Оставлю для истории и этот шедевр

----------


## Dravida das

Ну и более крупным планом

----------


## Dravida das

Нам уже больше нечем привлечь людей как Сантой и рождественскими хороводами?

----------


## Ямуначарья дас

Мы пока не рагануга-бхакты ("следующие за [трансцендентным] вкусом"), мы пока садхана-бхакты. Когда мы хотим удовлетворить Кришну, мы должны узнать из авторитетного источника, как это сделать. Поэтому все поклонение Божествам в ИСККОН авторизовано и стандартизовано. Если мы хотим удовлетворить _свои_ чувства, мы будем делать так, как _нам_ "прикольно". А "прикольно" нам может быть все, что предлагает современная материалистическая культура: мушкетеры, Деды Морозы кока-кольные и пр.

----------


## Инна82

Считаю, что действительно не нужно так одевать Божеств, так как это противоречит авторитетному источнику. Только вот я считаю, что конфликты между преданными в этой теме Кришне не нравятся больше, чем с любовью красиво одетые Божества в "не те" одежды.
А зачем обсуждать листовки храма? Это же не ваша ответственность. Не нравится что-то  - сообщите старшим, пусть обратят внимание. Лучше всем следить за своими обязанности, и мне, конечно же, тоже.

Матаджи (простите, я из простых. Где-то видела в темах,что вы просите по другому себя называть, но не помню как). Это фото пятнадцатилетней давности и если оно попало в сеть, это не значит, что его все будут обсуждать. Тем более новички, которые с 0,001 процентной вероятностью увидят это фото. Так что всё хорошо.

----------


## Dravida das

Обсуждать надо затем чтобы преданные не считали это правильным и далее не было таких прецедентов.

----------


## Kasturika d.d.

> Обсуждать надо затем чтобы преданные не считали это правильным и далее не было таких прецедентов.


С 2007-ого года, кажется, обсуждают, а воз и ныне там?
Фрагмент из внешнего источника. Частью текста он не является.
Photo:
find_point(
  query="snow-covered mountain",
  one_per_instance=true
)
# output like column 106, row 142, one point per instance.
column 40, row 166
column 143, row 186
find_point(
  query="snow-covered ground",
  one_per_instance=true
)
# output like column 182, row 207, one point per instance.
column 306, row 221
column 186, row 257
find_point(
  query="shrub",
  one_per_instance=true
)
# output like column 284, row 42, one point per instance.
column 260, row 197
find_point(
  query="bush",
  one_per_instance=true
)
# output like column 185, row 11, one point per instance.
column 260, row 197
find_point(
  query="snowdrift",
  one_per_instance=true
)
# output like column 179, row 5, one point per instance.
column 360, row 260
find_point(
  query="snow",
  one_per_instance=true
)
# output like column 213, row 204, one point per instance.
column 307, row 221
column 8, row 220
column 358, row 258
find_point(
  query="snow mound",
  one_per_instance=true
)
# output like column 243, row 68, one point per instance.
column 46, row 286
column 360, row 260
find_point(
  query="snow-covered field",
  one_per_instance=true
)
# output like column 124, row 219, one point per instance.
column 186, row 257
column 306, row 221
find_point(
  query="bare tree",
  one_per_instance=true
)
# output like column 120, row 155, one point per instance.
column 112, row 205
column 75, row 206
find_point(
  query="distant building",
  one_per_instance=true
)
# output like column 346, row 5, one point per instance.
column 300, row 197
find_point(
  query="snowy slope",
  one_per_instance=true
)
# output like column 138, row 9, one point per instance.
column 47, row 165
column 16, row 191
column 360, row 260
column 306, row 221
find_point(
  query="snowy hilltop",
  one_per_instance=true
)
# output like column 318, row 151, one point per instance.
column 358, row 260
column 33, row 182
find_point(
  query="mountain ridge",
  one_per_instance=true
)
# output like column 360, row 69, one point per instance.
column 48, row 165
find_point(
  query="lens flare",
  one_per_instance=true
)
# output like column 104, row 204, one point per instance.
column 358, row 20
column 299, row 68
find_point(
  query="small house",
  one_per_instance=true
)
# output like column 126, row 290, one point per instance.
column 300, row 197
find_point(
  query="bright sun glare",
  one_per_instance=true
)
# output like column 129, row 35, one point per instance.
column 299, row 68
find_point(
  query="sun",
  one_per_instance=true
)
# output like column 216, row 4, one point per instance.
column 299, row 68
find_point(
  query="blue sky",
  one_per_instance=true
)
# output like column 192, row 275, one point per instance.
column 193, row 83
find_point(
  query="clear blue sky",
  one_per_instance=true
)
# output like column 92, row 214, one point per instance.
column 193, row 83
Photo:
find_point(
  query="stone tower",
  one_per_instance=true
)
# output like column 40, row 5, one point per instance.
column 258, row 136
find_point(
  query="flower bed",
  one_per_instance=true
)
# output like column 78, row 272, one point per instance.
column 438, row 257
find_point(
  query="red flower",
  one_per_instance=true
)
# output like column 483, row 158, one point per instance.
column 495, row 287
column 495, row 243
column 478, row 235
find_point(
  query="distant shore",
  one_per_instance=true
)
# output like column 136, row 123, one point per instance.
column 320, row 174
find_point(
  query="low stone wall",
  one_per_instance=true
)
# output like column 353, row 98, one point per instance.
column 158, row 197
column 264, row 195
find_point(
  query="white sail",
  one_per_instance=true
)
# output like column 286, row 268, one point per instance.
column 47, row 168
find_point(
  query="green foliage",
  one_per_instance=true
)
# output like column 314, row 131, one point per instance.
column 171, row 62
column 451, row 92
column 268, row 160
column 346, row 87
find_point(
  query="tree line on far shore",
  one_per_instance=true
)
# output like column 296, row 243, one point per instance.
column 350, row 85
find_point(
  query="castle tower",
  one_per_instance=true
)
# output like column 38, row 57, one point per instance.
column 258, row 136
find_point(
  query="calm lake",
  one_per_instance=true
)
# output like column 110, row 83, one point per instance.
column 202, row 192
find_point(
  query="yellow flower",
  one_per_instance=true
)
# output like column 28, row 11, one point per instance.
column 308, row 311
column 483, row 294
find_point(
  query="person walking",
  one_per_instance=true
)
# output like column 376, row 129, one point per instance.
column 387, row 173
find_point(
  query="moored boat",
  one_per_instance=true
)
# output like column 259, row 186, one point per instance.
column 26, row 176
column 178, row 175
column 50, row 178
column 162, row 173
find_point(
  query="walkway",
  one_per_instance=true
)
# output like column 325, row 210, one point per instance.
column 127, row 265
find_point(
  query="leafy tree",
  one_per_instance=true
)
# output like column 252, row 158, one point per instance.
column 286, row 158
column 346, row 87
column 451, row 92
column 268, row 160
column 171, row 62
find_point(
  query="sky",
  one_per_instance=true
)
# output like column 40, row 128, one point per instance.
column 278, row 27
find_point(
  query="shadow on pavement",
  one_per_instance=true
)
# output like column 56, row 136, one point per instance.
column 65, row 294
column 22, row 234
Возможно, не в соцсетях надо "обсуждать"/осуждать (на радость всему миру), а на авторитетных площадках?

----------


## Nada-bindu-vidharini dd

а пиццы,вареники,колбаски ,пироги уже обсуждали?
а как любим ведь....

----------


## Raja Kumari dasi

> Матаджи (простите, я из простых. Где-то видела в темах,что вы просите по другому себя называть, но не помню как).


Если это вы мне, то *можно* называть "матаджи", это правильно. Вы написали правильно. 
Неправильно - это ставить рядом слово "матаджи" и мирское или духовное имя, отбросив "даси". Шрила Прабхупада так не делал. Например, "Матаджи Инна" - неправильно. Правильно просто "Матаджи" или просто "Инна". В зависимости от того, какие отношения, кто обращается. Почему? Если кратко, потому что матерей не называют по имени, и достаточно просто уважительного "матаджи". А самое уважительное - это "Шримати + духовное имя", но я вовсе не просила так себя называть ))) Я лишь писала, как принято у Вайшнавов ) 




> если оно попало в сеть, это не значит, что его все будут обсуждать.


Да это неважно, будут обсуждать или нет  :smilies: . Важно то, что образы влияют на сознание, даже без обсуждения. У нас общество _для осознания Кришны_. Неавторитетные алтари не способствуют осознаванию Бога у тех, кто даже просто видит их ). Неверные образы свидетельствуют о неверно транслируемой философии сампрадайи. *Наша философия учит, что Бог и Его форма - неотличны друг от друга.* Кришна - не Санта-Клаус, не папа Карло, не Зевс или еще кто. Есть указания в шастрах, как Бог выглядит. Ему не интересны мирские временные сказки или мифы. Все Его расы описаны. Пуджари не имеют права наряжать Божеств, выдумывая свои способы, отодвигая указания учителей, приписывая Богу какие-то настроения или игры от себя. 




> Только вот я считаю, что конфликты между преданными в этой теме *Кришне не нравятся* больше, чем *с любовью красиво* одетые Божества в "не те" одежды.


Это вы думаете, что "с любовью и красиво" ) Однако любовь означает, что пуджари одевают Кришну так, как Кришна любит. А это описано в шастрах. Этому учатся у гуру. Ни один гуру не учит одевать Божеств как персонажей сказок. Поэтому такие наряды говорят не о любви, а о том, что ученики решили попробовать не любить шастры или указания гуру. А *Кришне нравится*, когда ученики любят шастры и гуру.

----------


## Raja Kumari dasi

> С 2007-ого года, кажется, обсуждают, а воз и ныне там? Возможно, не в соцсетях надо "обсуждать"/осуждать (на радость всему миру), а на авторитетных площадках?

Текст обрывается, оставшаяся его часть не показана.